At once he began to preach in the synagogues that Jesus is the Son of God. All those who heard him were astonished and asked, “Isn’t he the man who raised havoc in Jerusalem among those who call on this name? And hasn’t he come here to take them as prisoners to the chief priests?” Yet Saul grew more and more powerful and baffled the Jews living in Damascus by proving that Jesus is the Messiah.
After many days had gone by, there was a conspiracy among the Jews to kill him, but Saul learned of their plan. Day and night they kept close watch on the city gates in order to kill him. But his followers took him by night and lowered him in a basket through an opening in the wall.

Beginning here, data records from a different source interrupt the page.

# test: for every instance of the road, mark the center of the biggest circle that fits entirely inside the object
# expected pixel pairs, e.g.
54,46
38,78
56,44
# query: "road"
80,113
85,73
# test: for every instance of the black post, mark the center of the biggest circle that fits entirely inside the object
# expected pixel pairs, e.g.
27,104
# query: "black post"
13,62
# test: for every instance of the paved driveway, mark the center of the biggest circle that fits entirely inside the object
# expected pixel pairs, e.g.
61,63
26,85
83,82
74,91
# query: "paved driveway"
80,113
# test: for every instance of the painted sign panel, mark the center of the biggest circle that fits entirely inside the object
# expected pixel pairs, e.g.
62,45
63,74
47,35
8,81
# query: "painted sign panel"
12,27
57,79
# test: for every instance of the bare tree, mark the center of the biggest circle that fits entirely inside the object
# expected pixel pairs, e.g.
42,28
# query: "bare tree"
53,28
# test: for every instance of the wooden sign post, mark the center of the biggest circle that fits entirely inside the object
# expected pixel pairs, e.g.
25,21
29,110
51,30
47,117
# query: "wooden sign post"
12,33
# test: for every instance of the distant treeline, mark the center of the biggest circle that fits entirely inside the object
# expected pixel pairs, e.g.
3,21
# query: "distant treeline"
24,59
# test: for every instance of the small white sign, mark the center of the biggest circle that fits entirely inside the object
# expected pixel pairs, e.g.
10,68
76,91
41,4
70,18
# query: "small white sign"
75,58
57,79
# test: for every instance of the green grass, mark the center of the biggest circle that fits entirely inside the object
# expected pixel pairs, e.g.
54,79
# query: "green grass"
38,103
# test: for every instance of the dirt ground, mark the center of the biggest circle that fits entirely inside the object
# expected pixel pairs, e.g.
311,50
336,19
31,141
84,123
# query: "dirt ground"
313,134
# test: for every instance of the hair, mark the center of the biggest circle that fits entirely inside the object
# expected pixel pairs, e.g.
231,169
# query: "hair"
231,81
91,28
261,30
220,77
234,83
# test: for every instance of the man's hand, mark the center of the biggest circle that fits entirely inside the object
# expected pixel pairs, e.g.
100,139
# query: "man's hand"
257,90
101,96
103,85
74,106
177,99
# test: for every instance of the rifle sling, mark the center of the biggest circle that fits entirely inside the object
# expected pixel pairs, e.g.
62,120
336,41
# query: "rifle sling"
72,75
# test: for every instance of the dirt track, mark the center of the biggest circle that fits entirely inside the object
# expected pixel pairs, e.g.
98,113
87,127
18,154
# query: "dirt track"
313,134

When he came to Jerusalem, he tried to join the disciples, but they were all afraid of him, not believing that he really was a disciple. But Barnabas took him and brought him to the apostles. He told them how Saul on his journey had seen the Lord and that the Lord had spoken to him, and how in Damascus he had preached fearlessly in the name of Jesus. So Saul stayed with them and moved about freely in Jerusalem, speaking boldly in the name of the Lord. He talked and debated with the Hellenistic Jews, but they tried to kill him. When the believers learned of this, they took him down to Caesarea and sent him off to Tarsus.
Then the church throughout Judea, Galilee and Samaria enjoyed a time of peace and was strengthened. Living in the fear of the Lord and encouraged by the Holy Spirit, it increased in numbers.
As Peter traveled about the country, he went to visit the Lord’s people who lived in Lydda. There he found a man named Aeneas, who was paralyzed and had been bedridden for eight years. “Aeneas,” Peter said to him, “Jesus Christ heals you. Get up and roll up your mat.” Immediately Aeneas got up. All those who lived in Lydda and Sharon saw him and turned to the Lord.